After cleaning up my diet a bit, think I want to rework my supplement regimen, a bit unsure of what is actually needed though.

Cronometer Intake Estimates Link

The obvious ones -- correct me if I'm wrong -- seem to be:

Vitamin D(5000iu) -- Because paleo seems to believe the RDI is wrong.

Vitamin C(1.5g/3dose) -- Because paleo seems to believe the RDI is wrong.

Magnesium(200mg?) -- Just for the lulz?

Omega 3 (???) -- No clue, I don't take this...apparently the cheap ones=bad, and I'm not looking to spend a lot.

Calcium(???) -- Seems I'm short on this...kind of hard to get enough calcium without dairy, also heard supplementing this can be bad.

Iodine(???) -- Was taking 1(800mcg) drop with selenium, now not sure...maybe a tiny drop by itself? ^^

Other possible mentions: Vitamin A, Vitamin K2. It seems I get enough, but possibly not in the best forms. Skeptical about these as I really only want to supplement things that I need to.

--------------Actual Question-------------

And finally why I wrote this tread, Potassium and its antagonist sodium. I understand that the paleo philosophy tends not to be too restrictive on salt, but that kind of leaves you up the creek without a paddle when it comes to sodium/potassium ratio. I barely break the 100% on potassium and my estimate of sodium is about 3g/day (5/3 ratio) which is far from the ideal? I've heard people aim for 2/1-4/1, even though its cited 'paleo' people had something like 50-1?

So my question is, should I just supplement potassium on top of my diet, even though I get the RDI, or should I reduce my sodium? Or both? And in what amount?

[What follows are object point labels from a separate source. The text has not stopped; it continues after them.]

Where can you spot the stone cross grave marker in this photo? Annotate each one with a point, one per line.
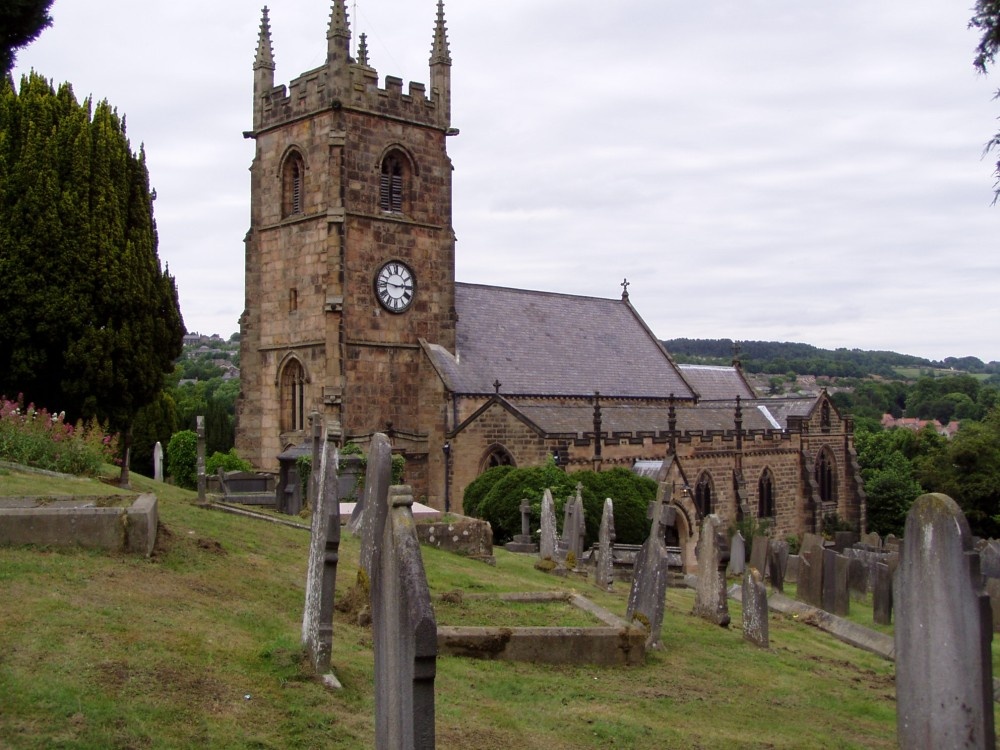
(944, 674)
(755, 627)
(711, 602)
(403, 627)
(321, 575)
(737, 555)
(547, 537)
(647, 595)
(605, 574)
(158, 462)
(202, 480)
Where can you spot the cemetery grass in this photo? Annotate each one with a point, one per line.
(198, 646)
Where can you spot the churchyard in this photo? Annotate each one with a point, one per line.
(199, 645)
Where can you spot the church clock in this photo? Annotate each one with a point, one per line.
(395, 286)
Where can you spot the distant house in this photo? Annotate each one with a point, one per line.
(916, 425)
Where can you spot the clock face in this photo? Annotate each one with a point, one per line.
(395, 286)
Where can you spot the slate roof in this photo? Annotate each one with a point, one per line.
(541, 343)
(715, 383)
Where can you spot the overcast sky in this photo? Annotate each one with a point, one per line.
(758, 169)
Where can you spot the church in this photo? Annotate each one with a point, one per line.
(353, 312)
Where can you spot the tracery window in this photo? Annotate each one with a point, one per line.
(392, 178)
(292, 185)
(703, 491)
(292, 395)
(765, 495)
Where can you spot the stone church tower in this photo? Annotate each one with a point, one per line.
(350, 256)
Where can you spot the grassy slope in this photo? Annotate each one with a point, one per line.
(199, 647)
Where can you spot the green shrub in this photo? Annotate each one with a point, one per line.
(182, 458)
(631, 495)
(473, 496)
(229, 461)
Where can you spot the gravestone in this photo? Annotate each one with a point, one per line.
(989, 558)
(810, 542)
(711, 602)
(836, 599)
(872, 539)
(605, 574)
(810, 588)
(647, 596)
(158, 462)
(547, 538)
(573, 528)
(777, 563)
(792, 569)
(944, 675)
(737, 555)
(882, 595)
(404, 631)
(202, 479)
(368, 518)
(523, 542)
(758, 553)
(321, 575)
(755, 627)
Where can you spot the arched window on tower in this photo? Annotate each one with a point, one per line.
(293, 175)
(496, 455)
(293, 382)
(765, 495)
(825, 477)
(392, 181)
(703, 491)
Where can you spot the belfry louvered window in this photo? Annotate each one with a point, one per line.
(391, 184)
(293, 186)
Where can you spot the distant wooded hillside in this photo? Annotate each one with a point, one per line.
(805, 359)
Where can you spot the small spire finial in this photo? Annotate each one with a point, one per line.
(363, 49)
(265, 54)
(440, 53)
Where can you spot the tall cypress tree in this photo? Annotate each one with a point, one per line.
(89, 322)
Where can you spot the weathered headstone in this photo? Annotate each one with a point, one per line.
(989, 558)
(321, 575)
(647, 596)
(158, 462)
(872, 539)
(403, 628)
(777, 563)
(605, 574)
(792, 569)
(202, 479)
(523, 542)
(758, 554)
(944, 675)
(368, 517)
(836, 599)
(755, 627)
(547, 537)
(737, 555)
(810, 587)
(882, 595)
(711, 602)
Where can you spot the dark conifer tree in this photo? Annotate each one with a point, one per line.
(89, 323)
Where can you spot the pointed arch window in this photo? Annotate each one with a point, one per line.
(765, 495)
(293, 185)
(825, 474)
(392, 182)
(293, 382)
(703, 492)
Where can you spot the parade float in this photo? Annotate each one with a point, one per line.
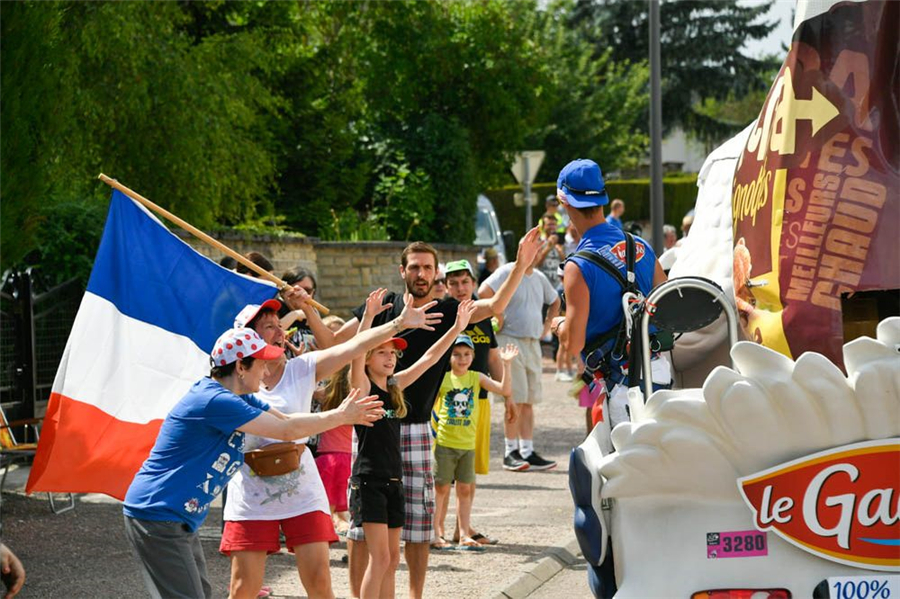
(780, 476)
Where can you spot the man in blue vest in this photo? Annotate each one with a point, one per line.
(594, 296)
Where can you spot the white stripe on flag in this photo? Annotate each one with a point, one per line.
(134, 371)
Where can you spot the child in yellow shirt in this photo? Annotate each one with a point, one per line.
(454, 419)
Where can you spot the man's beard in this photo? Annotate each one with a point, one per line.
(418, 291)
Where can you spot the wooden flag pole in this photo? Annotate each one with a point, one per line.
(204, 237)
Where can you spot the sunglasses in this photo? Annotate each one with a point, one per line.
(585, 192)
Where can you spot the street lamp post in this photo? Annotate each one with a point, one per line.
(657, 215)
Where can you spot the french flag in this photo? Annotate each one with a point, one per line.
(152, 311)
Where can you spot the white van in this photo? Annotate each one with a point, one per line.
(487, 230)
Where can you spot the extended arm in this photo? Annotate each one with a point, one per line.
(434, 353)
(334, 358)
(287, 427)
(495, 367)
(504, 386)
(659, 275)
(496, 303)
(571, 329)
(552, 312)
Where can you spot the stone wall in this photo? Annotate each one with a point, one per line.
(346, 271)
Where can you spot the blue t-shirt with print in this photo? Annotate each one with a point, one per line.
(606, 293)
(197, 451)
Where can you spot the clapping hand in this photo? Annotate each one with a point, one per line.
(529, 246)
(509, 353)
(375, 305)
(361, 410)
(297, 298)
(464, 315)
(419, 318)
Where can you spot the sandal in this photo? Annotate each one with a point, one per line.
(484, 539)
(469, 544)
(441, 544)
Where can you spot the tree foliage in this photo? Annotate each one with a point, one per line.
(702, 52)
(350, 120)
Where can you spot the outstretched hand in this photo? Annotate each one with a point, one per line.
(529, 247)
(374, 305)
(508, 353)
(361, 410)
(297, 298)
(464, 315)
(11, 571)
(419, 318)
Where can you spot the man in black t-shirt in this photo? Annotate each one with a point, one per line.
(418, 267)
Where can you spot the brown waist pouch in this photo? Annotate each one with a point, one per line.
(275, 459)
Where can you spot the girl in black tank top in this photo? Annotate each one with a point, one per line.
(376, 490)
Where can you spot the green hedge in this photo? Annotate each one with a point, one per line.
(679, 196)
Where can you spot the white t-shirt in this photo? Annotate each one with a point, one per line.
(252, 497)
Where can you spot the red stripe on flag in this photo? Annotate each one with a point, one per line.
(85, 450)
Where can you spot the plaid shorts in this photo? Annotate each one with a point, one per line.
(418, 485)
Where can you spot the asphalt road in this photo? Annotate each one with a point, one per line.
(84, 553)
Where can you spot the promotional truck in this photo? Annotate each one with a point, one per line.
(778, 474)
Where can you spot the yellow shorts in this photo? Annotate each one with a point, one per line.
(483, 436)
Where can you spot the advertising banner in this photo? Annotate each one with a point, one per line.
(816, 193)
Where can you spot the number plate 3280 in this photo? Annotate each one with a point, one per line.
(736, 543)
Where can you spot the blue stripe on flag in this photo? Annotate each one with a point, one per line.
(152, 276)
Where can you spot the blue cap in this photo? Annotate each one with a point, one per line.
(464, 340)
(581, 182)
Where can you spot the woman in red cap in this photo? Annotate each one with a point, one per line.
(261, 506)
(199, 448)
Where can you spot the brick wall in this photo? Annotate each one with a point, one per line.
(346, 272)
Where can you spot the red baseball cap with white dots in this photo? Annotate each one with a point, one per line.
(251, 310)
(239, 343)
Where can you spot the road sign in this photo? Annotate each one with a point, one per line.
(526, 166)
(525, 170)
(519, 199)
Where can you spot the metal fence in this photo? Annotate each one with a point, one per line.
(35, 321)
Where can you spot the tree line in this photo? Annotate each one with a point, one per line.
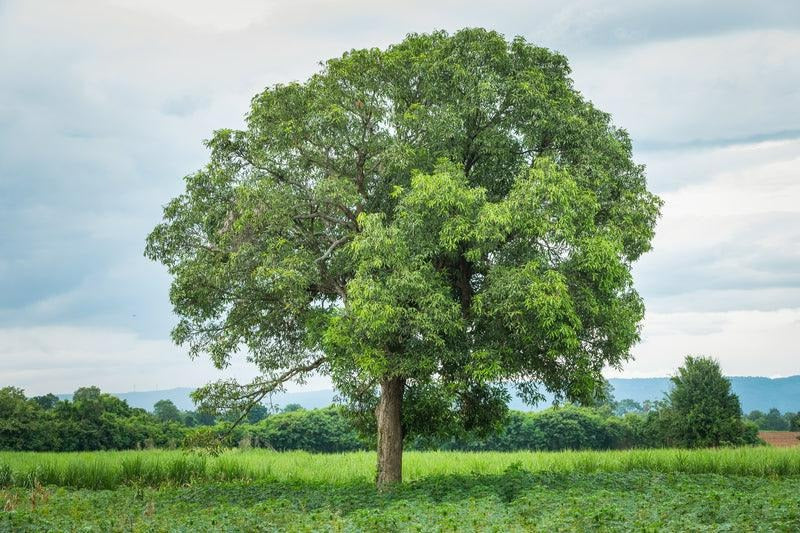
(700, 410)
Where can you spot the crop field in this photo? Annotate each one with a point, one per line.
(743, 489)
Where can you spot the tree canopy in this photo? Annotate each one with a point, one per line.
(702, 410)
(420, 223)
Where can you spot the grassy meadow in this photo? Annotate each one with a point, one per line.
(741, 489)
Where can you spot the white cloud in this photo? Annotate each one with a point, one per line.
(745, 342)
(725, 86)
(59, 358)
(103, 106)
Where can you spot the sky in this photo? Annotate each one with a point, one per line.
(104, 106)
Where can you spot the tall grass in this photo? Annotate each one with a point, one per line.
(107, 470)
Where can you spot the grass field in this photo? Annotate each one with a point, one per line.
(746, 489)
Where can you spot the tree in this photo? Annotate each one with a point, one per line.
(701, 410)
(166, 411)
(420, 223)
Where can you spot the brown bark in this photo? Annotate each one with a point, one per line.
(390, 432)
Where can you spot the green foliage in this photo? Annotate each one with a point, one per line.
(449, 211)
(166, 411)
(92, 421)
(514, 501)
(154, 468)
(701, 410)
(314, 430)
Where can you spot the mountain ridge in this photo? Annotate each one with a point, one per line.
(755, 392)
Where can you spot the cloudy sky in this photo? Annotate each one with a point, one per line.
(104, 104)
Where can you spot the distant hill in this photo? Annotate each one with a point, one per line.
(754, 393)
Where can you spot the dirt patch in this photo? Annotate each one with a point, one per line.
(780, 438)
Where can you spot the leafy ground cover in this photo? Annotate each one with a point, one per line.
(746, 489)
(514, 501)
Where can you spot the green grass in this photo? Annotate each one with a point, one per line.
(109, 470)
(514, 501)
(744, 489)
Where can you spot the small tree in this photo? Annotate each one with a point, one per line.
(420, 223)
(701, 410)
(166, 411)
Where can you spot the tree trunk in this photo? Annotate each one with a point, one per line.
(390, 432)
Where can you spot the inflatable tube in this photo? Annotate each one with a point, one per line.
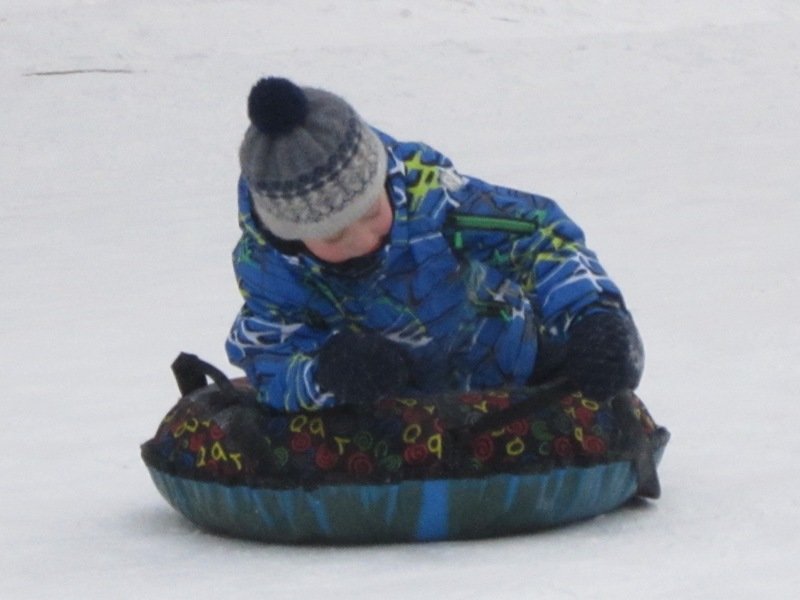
(453, 466)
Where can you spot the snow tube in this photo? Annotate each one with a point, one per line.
(438, 467)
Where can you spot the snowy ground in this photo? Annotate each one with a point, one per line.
(669, 130)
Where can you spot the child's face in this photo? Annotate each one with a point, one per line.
(357, 239)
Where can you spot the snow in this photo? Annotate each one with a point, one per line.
(669, 130)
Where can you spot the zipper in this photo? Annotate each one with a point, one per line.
(505, 224)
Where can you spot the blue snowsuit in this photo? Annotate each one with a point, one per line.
(471, 275)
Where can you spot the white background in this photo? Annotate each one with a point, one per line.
(669, 130)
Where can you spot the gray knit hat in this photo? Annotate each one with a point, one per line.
(312, 165)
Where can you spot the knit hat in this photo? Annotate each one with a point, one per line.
(312, 165)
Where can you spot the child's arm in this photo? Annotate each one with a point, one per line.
(279, 360)
(585, 331)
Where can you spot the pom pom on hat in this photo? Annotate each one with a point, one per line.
(311, 164)
(276, 106)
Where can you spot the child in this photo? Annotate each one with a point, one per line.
(370, 266)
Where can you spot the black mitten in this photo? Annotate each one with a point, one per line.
(603, 355)
(358, 368)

---------------Summary--------------

9 Possible supplements, would ideally like to take 0... :(

I'm relatively fine with continuing the benign ones.( D, C, Magnesium) Curious as to how I would go about the others, and if they're safe.( Omega 3, Calcium, Iodine, Potassium ) And unsure if the last two are just, 'you should ideally' or you actually need to supplement them. ( A, K2 ) -- specifically retinol over carotine and K2 over K1.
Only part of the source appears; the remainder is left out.